Les affidés des milieux bancaires, et consort considéraient cette proposition de motion comme une atteinte à la liberté du commerce. Ils ont tenté de minimiser l’impact du petit crédit dans l’endettement des ménages en invoquant sa 3ème place dans la liste des motifs d’endettement après les impôts et l’assurance maladie.

Il aura fallu leur rappeler que ces deux premier relevaient de charges d’une part obligatoires, et d’autre part le plus souvent induites pour l’une par une distorsion structurelle en ce qui concerne les impôts et pour l’autre de la cherté croissante des cotisations d’assurance.

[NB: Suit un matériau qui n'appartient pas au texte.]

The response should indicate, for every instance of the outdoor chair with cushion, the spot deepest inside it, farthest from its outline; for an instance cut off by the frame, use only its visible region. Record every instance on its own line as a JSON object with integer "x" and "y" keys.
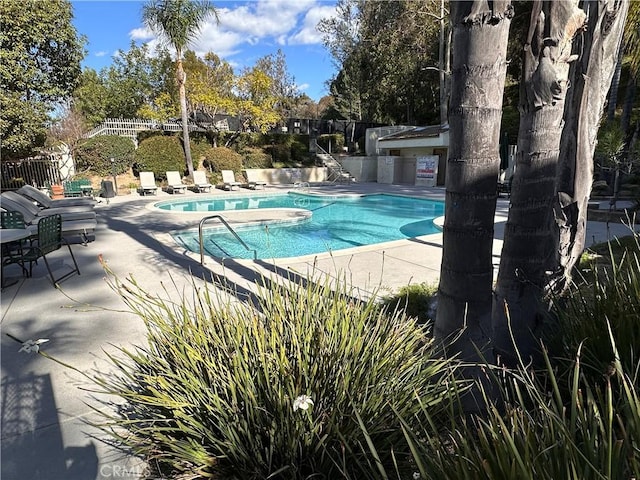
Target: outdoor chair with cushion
{"x": 229, "y": 180}
{"x": 252, "y": 180}
{"x": 148, "y": 183}
{"x": 48, "y": 239}
{"x": 12, "y": 251}
{"x": 200, "y": 181}
{"x": 81, "y": 226}
{"x": 174, "y": 183}
{"x": 45, "y": 201}
{"x": 16, "y": 202}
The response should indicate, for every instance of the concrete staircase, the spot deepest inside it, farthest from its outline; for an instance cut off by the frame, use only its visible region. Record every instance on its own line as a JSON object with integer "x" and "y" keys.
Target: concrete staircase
{"x": 335, "y": 171}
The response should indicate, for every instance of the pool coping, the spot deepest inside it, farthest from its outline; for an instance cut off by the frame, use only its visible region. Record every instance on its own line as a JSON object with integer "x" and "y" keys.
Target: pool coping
{"x": 238, "y": 218}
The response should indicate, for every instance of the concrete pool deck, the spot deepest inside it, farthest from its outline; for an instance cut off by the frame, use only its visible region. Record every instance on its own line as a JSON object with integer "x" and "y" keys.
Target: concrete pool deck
{"x": 43, "y": 408}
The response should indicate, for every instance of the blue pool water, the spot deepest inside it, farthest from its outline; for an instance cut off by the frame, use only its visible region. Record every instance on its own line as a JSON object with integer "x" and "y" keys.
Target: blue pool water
{"x": 336, "y": 223}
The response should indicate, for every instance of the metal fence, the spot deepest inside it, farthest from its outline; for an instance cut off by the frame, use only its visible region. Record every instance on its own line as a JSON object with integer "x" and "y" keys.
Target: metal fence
{"x": 40, "y": 171}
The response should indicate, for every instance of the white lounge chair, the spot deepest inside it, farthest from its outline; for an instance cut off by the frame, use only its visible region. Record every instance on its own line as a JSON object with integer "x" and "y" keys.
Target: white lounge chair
{"x": 200, "y": 181}
{"x": 148, "y": 183}
{"x": 229, "y": 180}
{"x": 174, "y": 183}
{"x": 252, "y": 180}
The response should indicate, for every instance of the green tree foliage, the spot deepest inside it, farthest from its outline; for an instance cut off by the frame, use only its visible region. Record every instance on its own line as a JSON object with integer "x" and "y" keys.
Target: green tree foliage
{"x": 160, "y": 154}
{"x": 283, "y": 84}
{"x": 95, "y": 154}
{"x": 40, "y": 58}
{"x": 255, "y": 102}
{"x": 387, "y": 53}
{"x": 210, "y": 87}
{"x": 222, "y": 158}
{"x": 136, "y": 84}
{"x": 91, "y": 97}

Beaucoup de niaiseries ont été avancées pour contrer les partisans de la motion : qu’ils voulaient mettre la population sous tutelle, que la « Gauche » ardente à lutter contre l’endettement des ménages privés ne manifestait pas le même empressement à l’égard de la dette de l’Etat., etc, etc.

Pourtant la chose est possible puisque la commune de Vernier avait en 2013 déjà pris lors de la renégociation du contrat d’affichage sur le domaine public communal une disposition interdisant la publicité pour les crédits à la consommation.

La lutte contre la banalisation du petit crédit n’est pas une atteinte à la liberté du commerce. Et si tant est, lorsque cette dernière est contraire à l’intérêt public, elle devrait céder le pas. L’interdiction de la publicité pour le petit crédit est un instrument de lutte contre un fléau, le surendettement, qui affecte une très grande partie de la population. C’est un élément de politique publique dans lequel le canon s’est fortement investi depuis des années avec son programme de lutte contre le surendettement. C’est une mesure de santé publique et de protection sociale indispensable. Elle constitue en outre un message contre les incitations « à consommer pour consommer ».

La prochaine étape montrera comment les communes répondront à l’appel contenu dans la motion.